Baltimore wasn’t consistent at all on the offensive side and looked like a different team than the one that dominated the league most of the 2019 regular season. Was that a product of teams figuring out the Ravens’ plan, or some of the changes the team had up front and elsewhere?
Both are possible answers, meaning the truth is likely somewhere in the middle. The bottom line, though, is the Ravens did not get the job done and score nearly enough points in order to be successful and win a big game. In the mind of some, the focus should turn to the plan and what the team is doing in order to try and sustain success on the field.
After the loss, former NFL executive Michael Lombardi went on VSIN and explained why he thinks the Ravens have done a poor job building and sustaining their offense. As he said, it needs to be more running and less shotgun based in order to give Lamar Jackson the best chance at victory.

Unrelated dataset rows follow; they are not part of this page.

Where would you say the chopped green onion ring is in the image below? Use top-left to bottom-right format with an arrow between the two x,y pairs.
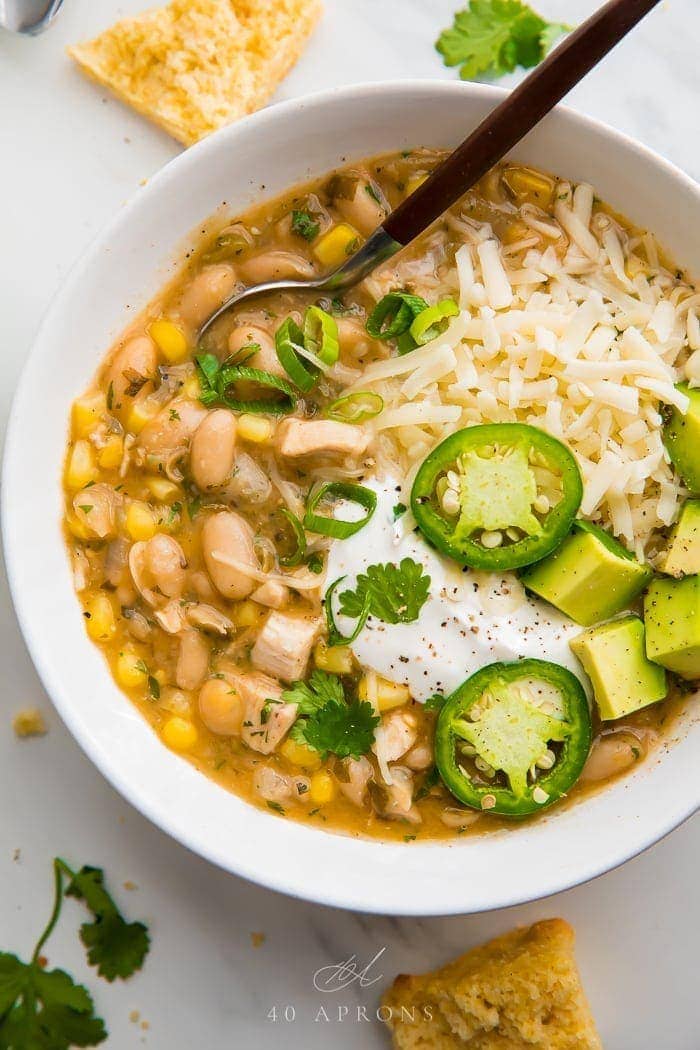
279,507 -> 306,569
303,481 -> 377,540
217,365 -> 297,416
323,576 -> 372,649
323,391 -> 384,423
275,317 -> 319,394
410,299 -> 460,347
365,292 -> 428,340
303,307 -> 340,364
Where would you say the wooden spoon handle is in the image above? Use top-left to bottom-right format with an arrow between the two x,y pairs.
383,0 -> 660,245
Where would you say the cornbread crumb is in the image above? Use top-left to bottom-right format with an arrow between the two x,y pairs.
381,919 -> 602,1050
13,708 -> 48,737
68,0 -> 321,146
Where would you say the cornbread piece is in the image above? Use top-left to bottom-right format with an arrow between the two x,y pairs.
68,0 -> 321,146
13,708 -> 47,737
381,919 -> 602,1050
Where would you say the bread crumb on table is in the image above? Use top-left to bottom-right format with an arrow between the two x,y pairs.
380,919 -> 602,1050
68,0 -> 321,146
13,708 -> 48,737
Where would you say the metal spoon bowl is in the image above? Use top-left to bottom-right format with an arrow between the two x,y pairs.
0,0 -> 63,37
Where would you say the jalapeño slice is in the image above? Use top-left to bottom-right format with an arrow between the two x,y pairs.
436,659 -> 592,817
410,423 -> 584,572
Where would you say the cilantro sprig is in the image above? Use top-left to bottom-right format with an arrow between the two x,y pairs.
324,558 -> 430,646
436,0 -> 571,80
0,857 -> 149,1050
281,671 -> 380,758
340,558 -> 430,624
292,209 -> 321,240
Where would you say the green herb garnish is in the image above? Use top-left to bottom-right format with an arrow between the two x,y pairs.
340,558 -> 430,624
292,210 -> 321,240
436,0 -> 571,80
281,671 -> 380,758
0,857 -> 149,1050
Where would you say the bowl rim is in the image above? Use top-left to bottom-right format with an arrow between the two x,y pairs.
0,79 -> 700,916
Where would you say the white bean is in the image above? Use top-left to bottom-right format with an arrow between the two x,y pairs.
175,630 -> 210,689
201,510 -> 257,601
105,335 -> 157,412
240,250 -> 315,285
190,408 -> 236,492
178,263 -> 236,328
199,677 -> 246,736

“Baltimore has to say to themselves, either we’re going to get a quarterback who can throw it or we’re going to finally develop an offense around this quarterback they have. He has to run Baker Mayfield’s offense. What you saw with Baker Mayfield, he cannot carry a team. He threw the ball 37 times, that’s too many times for him to throw the ball. He didn’t make enough big plays down the field. They averaged five yards per-carry the Browns, and only ran in 22 times. That’s why they lose. They have to run the ball 35 times not 22. Because you got to take Mayfield out of all those shotgun plays, because he can’t see and he panics. It’s the same thing with Lamar. He’s in shotgun way too much, he needs to be under center and they need to use his ability to get to the edge and throw the ball down the field and make plays I think they’ve done a bad job of building the team around the skillset of the quarterback as opposed to thinking the skillset of the quarterback is going to make everybody better. I think they have some tough questions to answer.”
The Ravens will have a choice to make as it relates to the offense. Either they double-down on the plan and try to find fixes, or they decide to reboot entirely. There’s been no sign of a change happening, so it’s more than likely the team will have to look for new weapons and try and to re-shape things.

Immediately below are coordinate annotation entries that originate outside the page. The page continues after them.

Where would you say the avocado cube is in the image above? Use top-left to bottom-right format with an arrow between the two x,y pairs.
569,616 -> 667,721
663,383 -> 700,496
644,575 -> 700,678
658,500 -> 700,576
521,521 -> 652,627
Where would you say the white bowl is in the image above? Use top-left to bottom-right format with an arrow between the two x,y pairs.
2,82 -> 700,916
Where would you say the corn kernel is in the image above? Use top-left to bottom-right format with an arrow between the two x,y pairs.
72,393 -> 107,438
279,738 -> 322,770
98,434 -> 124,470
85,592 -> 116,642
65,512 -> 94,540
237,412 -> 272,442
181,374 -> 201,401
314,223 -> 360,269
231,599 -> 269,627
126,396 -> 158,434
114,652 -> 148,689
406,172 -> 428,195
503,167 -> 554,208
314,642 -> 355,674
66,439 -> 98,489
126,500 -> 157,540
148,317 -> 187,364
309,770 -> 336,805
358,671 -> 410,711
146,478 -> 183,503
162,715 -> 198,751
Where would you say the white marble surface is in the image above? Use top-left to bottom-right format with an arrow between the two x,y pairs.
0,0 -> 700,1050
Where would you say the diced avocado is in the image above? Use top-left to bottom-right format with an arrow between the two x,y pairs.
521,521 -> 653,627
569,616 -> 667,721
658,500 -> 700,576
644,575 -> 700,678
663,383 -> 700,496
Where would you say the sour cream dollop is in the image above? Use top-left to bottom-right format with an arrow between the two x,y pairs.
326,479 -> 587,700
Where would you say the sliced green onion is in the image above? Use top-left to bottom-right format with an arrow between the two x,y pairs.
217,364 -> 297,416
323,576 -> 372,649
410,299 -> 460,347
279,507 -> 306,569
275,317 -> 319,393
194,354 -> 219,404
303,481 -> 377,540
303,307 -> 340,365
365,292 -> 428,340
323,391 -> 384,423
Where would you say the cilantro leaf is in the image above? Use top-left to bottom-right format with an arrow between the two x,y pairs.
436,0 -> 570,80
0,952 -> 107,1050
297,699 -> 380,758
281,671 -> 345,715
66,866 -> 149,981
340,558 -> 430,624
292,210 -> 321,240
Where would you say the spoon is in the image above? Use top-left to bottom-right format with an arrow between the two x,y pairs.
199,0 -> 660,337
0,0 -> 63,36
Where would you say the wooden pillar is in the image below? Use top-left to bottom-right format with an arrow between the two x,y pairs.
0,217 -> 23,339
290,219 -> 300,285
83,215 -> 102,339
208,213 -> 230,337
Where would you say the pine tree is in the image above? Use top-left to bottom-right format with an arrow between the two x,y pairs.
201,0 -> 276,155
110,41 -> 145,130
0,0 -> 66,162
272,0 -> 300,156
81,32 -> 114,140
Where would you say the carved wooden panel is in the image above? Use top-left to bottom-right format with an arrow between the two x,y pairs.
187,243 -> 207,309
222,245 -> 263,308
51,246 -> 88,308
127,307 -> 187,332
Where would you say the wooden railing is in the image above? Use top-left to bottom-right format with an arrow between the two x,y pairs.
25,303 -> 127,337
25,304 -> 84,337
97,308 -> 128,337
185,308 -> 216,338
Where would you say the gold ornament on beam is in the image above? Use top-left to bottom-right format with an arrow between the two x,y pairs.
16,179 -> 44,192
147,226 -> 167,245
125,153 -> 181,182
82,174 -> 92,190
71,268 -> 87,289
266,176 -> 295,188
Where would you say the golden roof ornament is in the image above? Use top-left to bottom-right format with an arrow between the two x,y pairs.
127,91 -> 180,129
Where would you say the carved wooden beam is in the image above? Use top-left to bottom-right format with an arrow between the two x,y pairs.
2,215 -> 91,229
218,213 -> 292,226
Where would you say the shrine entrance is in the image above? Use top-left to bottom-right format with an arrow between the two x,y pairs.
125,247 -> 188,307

Greg Roman’s Offense Catching Heat
The players typically get the heat when the offense goes bad, but in this case, Baltimore offensive coordinator Greg Roman could shoulder some of the blame according to Lombardi. As he said, the pattern is there in terms of a Roman offense struggling to adapt after experiencing some early success on the field.
“We know this, Roman when he was in San Francisco had the great year with (Colin) Kaepernick and it went downhill. Is this the trend we’re seeing? Because the offense wasn’t the same.”
What Lombardi says is true. In Kaepernick’s best three years with the 49ers, he put up 50 touchdowns to 21 interceptions but the downturn was sharp come 2015. The implication here is that Roman’s offenses might get figured out and struggle adapting.
Only time will tell if this is the case, or the Ravens can once again put things back together in the future.
Ravens Offense Struggled During 2020 Season
If there was one thing the Ravens were missing, it was the ability to have explosive plays in the passing game most of the season. Many will cast the blame toward Lamar Jackson, but the team struggled to get anything going consistently at the wideout spot, which cost them the ability to do damage much of the year. This season, the Ravens only collected a paltry 27 passing touchdowns, 26 of which were credited to Jackson. The team’s biggest strength remains their ground game, but it’s clear given the damage they can do there, the Ravens should be able to pass the ball much better than they have recently.
Perhaps it’s due to the factors that involve the offense and the game plan from the coaching staff.